The jury has retired to consider its verdicts in the case of a man accused of murdering his ex-girlfriend and her three year-old daughter.
The Crown says Kamal Reddy thought he had gotten away with murder when eight years after killing his girlfriend and her three year-old daughter no one had found their bodies buried under a motorway bridge.
Mr Reddy denies murdering Pakeeza Yusuf and her three-year-old daughter, Juwairiyah Kalim, in 2006 and is on trial at the High Court in Auckland.
His defence is that Ms Yusuf's new boyfriend carried out the killings.
Today the jurors heard closing addresses from the Crown and defence lawyers before Justice Asher summed up the case and they retired to consider their verdicts.
The Crown says Ms Yusuf and her daughter were missing for eight years before their bodies were found under a motorway bridge near Takapuna.

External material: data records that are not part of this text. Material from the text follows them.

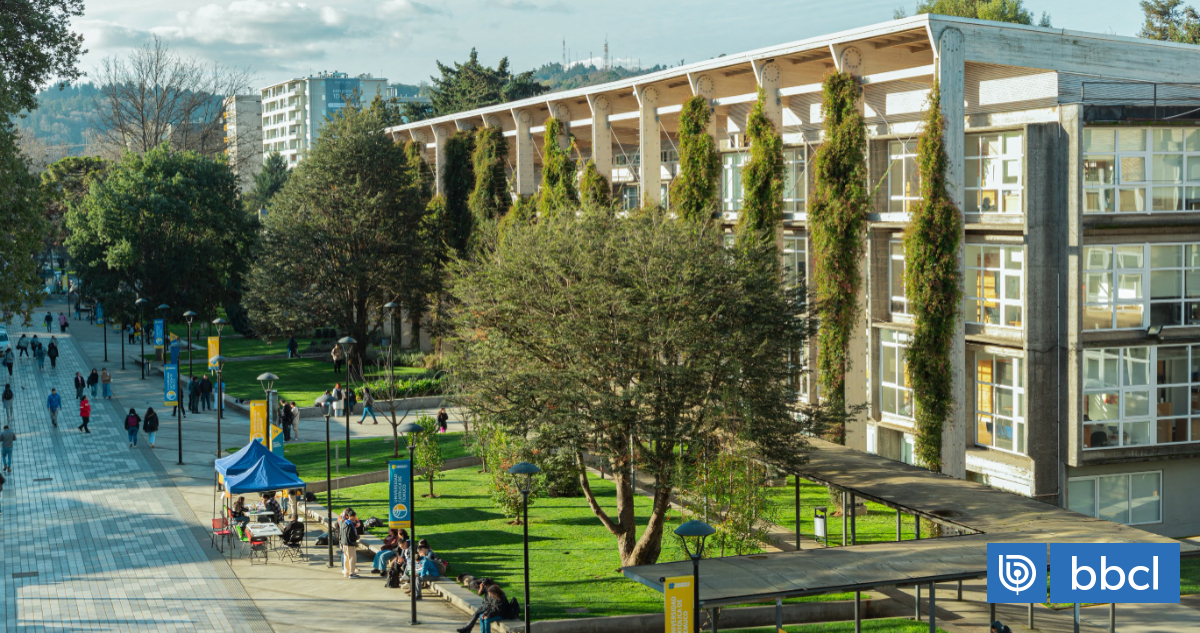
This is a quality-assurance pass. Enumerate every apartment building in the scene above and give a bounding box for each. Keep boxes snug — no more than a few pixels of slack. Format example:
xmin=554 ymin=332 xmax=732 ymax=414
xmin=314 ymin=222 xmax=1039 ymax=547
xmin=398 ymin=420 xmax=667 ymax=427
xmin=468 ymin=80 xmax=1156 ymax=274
xmin=260 ymin=72 xmax=388 ymax=167
xmin=389 ymin=16 xmax=1200 ymax=536
xmin=224 ymin=95 xmax=263 ymax=192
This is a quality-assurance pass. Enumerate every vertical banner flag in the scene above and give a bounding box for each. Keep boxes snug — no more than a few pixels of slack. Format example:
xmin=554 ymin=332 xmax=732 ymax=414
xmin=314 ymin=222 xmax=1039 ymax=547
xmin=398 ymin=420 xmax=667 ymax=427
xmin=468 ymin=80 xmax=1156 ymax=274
xmin=162 ymin=364 xmax=179 ymax=406
xmin=388 ymin=459 xmax=413 ymax=530
xmin=250 ymin=400 xmax=268 ymax=446
xmin=662 ymin=575 xmax=696 ymax=633
xmin=209 ymin=337 xmax=221 ymax=372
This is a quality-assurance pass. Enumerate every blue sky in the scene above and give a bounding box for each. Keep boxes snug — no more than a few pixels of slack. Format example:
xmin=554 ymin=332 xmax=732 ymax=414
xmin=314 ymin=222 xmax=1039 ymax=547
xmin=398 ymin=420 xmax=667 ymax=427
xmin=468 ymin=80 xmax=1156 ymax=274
xmin=74 ymin=0 xmax=1142 ymax=84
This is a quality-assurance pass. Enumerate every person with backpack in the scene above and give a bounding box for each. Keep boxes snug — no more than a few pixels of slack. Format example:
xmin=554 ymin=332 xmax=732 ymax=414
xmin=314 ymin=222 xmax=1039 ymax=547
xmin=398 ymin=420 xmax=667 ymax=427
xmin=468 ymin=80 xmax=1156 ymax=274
xmin=142 ymin=408 xmax=158 ymax=448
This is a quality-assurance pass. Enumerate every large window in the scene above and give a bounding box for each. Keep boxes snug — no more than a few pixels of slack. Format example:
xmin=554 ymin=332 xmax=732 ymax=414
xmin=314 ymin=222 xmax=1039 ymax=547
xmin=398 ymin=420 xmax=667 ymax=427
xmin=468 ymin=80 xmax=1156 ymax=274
xmin=1067 ymin=471 xmax=1163 ymax=525
xmin=976 ymin=352 xmax=1027 ymax=454
xmin=1084 ymin=127 xmax=1200 ymax=213
xmin=964 ymin=245 xmax=1025 ymax=327
xmin=1084 ymin=243 xmax=1200 ymax=330
xmin=964 ymin=132 xmax=1025 ymax=213
xmin=880 ymin=330 xmax=913 ymax=422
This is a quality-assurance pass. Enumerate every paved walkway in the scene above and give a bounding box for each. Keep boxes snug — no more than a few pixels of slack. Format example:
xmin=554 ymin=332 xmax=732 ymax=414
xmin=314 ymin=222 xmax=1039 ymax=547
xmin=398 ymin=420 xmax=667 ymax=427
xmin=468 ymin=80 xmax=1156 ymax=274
xmin=0 ymin=302 xmax=466 ymax=633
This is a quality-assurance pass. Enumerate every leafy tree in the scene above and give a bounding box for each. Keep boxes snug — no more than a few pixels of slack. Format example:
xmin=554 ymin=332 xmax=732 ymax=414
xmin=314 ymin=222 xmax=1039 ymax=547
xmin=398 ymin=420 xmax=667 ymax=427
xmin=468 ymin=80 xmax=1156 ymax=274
xmin=67 ymin=144 xmax=256 ymax=314
xmin=245 ymin=107 xmax=422 ymax=358
xmin=469 ymin=126 xmax=512 ymax=225
xmin=1138 ymin=0 xmax=1200 ymax=44
xmin=895 ymin=0 xmax=1051 ymax=26
xmin=451 ymin=209 xmax=826 ymax=565
xmin=671 ymin=95 xmax=721 ymax=221
xmin=245 ymin=151 xmax=289 ymax=212
xmin=811 ymin=72 xmax=869 ymax=444
xmin=737 ymin=88 xmax=784 ymax=241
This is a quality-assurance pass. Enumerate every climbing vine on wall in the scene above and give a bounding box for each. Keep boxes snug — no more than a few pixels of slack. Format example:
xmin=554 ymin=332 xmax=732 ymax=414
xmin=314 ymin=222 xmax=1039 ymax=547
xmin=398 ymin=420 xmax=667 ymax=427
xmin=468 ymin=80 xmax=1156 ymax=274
xmin=809 ymin=72 xmax=869 ymax=444
xmin=671 ymin=95 xmax=721 ymax=221
xmin=904 ymin=83 xmax=962 ymax=470
xmin=729 ymin=88 xmax=784 ymax=240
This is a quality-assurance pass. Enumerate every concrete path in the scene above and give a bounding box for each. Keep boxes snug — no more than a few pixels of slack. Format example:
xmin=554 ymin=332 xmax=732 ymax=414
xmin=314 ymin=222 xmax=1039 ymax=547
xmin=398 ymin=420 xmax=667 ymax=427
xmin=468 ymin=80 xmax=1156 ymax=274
xmin=0 ymin=302 xmax=466 ymax=633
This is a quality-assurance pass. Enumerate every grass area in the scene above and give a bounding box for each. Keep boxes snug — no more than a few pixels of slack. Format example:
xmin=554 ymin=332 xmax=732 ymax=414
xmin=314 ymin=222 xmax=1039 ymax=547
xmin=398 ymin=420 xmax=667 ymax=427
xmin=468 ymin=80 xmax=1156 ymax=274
xmin=721 ymin=617 xmax=946 ymax=633
xmin=769 ymin=477 xmax=929 ymax=545
xmin=322 ymin=467 xmax=868 ymax=620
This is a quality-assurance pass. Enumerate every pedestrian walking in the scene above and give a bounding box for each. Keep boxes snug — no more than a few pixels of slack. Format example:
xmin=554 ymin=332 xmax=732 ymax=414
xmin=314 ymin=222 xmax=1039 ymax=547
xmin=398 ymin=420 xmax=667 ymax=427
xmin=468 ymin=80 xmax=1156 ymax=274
xmin=142 ymin=409 xmax=158 ymax=448
xmin=125 ymin=409 xmax=139 ymax=448
xmin=79 ymin=396 xmax=91 ymax=433
xmin=46 ymin=388 xmax=61 ymax=427
xmin=2 ymin=384 xmax=17 ymax=422
xmin=0 ymin=424 xmax=17 ymax=472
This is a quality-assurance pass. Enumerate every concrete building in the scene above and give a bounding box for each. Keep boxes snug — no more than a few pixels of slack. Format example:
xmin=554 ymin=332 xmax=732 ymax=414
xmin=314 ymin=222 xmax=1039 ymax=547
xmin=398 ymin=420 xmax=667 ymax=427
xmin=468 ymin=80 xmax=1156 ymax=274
xmin=260 ymin=72 xmax=388 ymax=167
xmin=224 ymin=95 xmax=263 ymax=192
xmin=389 ymin=16 xmax=1200 ymax=536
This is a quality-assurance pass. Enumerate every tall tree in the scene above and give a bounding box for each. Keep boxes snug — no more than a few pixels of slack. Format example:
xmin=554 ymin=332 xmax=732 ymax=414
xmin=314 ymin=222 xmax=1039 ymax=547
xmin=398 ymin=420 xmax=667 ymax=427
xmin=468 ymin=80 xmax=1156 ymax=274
xmin=671 ymin=95 xmax=721 ymax=221
xmin=451 ymin=209 xmax=823 ymax=566
xmin=67 ymin=144 xmax=256 ymax=314
xmin=809 ymin=72 xmax=869 ymax=444
xmin=244 ymin=107 xmax=422 ymax=358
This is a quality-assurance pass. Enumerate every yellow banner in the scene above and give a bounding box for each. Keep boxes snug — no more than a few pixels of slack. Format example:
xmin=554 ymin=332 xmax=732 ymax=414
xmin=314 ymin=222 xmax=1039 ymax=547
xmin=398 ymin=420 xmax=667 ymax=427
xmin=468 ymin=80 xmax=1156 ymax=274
xmin=662 ymin=575 xmax=696 ymax=633
xmin=250 ymin=400 xmax=268 ymax=446
xmin=209 ymin=337 xmax=221 ymax=372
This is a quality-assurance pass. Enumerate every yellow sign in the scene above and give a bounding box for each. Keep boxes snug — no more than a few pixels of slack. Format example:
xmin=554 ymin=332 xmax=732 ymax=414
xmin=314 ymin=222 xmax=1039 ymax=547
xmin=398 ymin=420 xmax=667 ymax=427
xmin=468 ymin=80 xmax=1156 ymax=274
xmin=250 ymin=400 xmax=270 ymax=448
xmin=209 ymin=337 xmax=221 ymax=372
xmin=662 ymin=575 xmax=696 ymax=633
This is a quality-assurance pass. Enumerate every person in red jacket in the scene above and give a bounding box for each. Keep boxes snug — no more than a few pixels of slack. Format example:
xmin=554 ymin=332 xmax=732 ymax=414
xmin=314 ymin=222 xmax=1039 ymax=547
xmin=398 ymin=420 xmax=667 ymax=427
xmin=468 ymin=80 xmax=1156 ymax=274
xmin=79 ymin=396 xmax=91 ymax=433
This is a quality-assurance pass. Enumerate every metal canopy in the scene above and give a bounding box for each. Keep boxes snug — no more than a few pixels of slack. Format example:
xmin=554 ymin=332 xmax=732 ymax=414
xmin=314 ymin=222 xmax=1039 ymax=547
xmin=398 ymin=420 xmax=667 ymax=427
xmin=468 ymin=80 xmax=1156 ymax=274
xmin=623 ymin=440 xmax=1200 ymax=608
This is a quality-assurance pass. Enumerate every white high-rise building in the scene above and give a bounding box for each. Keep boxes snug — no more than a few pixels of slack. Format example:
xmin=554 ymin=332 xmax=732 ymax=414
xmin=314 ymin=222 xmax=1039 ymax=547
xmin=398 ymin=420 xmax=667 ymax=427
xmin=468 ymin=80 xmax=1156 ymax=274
xmin=260 ymin=72 xmax=388 ymax=167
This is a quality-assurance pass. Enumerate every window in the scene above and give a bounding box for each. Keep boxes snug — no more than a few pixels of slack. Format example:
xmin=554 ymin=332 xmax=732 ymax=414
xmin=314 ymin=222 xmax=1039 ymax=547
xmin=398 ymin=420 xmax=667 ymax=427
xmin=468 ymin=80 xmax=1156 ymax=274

Crown prosecutor Natalie Walker said it was only following a six month undercover operation that Mr Reddy led police to the burial site under a motorway overbridge on Auckland's North Shore.
She said Ms Yusuf and Mr Reddy had tried to make their relationship work, despite him threatening to kill her.
Ms Walker said Mr Reddy was a violent man with an alcohol problem who beat Ms Yusuf before their relationship fell apart in December 2006.
She said Mr Reddy had helped Ms Yusuf into a new flat in Howick by paying the $750 rent deposit but grew resentful when she stopped him from coming around.
She said he broke in and strangled her with an iron cord before smothering her daughter with a pillow.
He then set about covering his tracks by moving Ms Yusuf's furniture and belongings out of her flat and telling her mother that she had married a European man and, on another occasion, that she had moved to Niue.
Ms Walker said there were five reasons why the jurors could be sure Mr Reddy was guilty. He confessed to undercover police officers, he tried to cover his tracks, he abused Ms Yusuf and he took money from her accounts even after she disappeared.
Ms Walker also reminded the jurors that Mr Reddy had confessed to his uncle that he had killed the pair. He told his uncle he had the bodies in the back of his car when he visited his uncle's home, asking for help in finding a burial site.
That confession stayed secret for eight years until a six month long undercover police operation.
Strict suppression orders prevent RNZ News from publishing details of the operation but it can be reported that during the operation, officers befriended Mr Reddy and gained his trust before he took part in criminal activities.
During the operation Mr Reddy confessed to carrying out the killings and led an undercover officer to the burial site.
But Mr Reddy's lawyer Jonathan Krebs said the confessions were unsafe.
He said his client disputes that he told his uncle, Bal Naidu, about having killed his girlfriend.
Mr Krebs said his client had given evidence to say he never said that and that Naidu had a reason to please the police after being charged with being an accessory after the fact to murder.
Mr Krebs said his client maintained that it was Ms Yusuf's new boyfriend, who he knew as James, who had carried out the killings and buried the bodies.
He said there were no photos of his client burying bodies or coming and going from the burial site.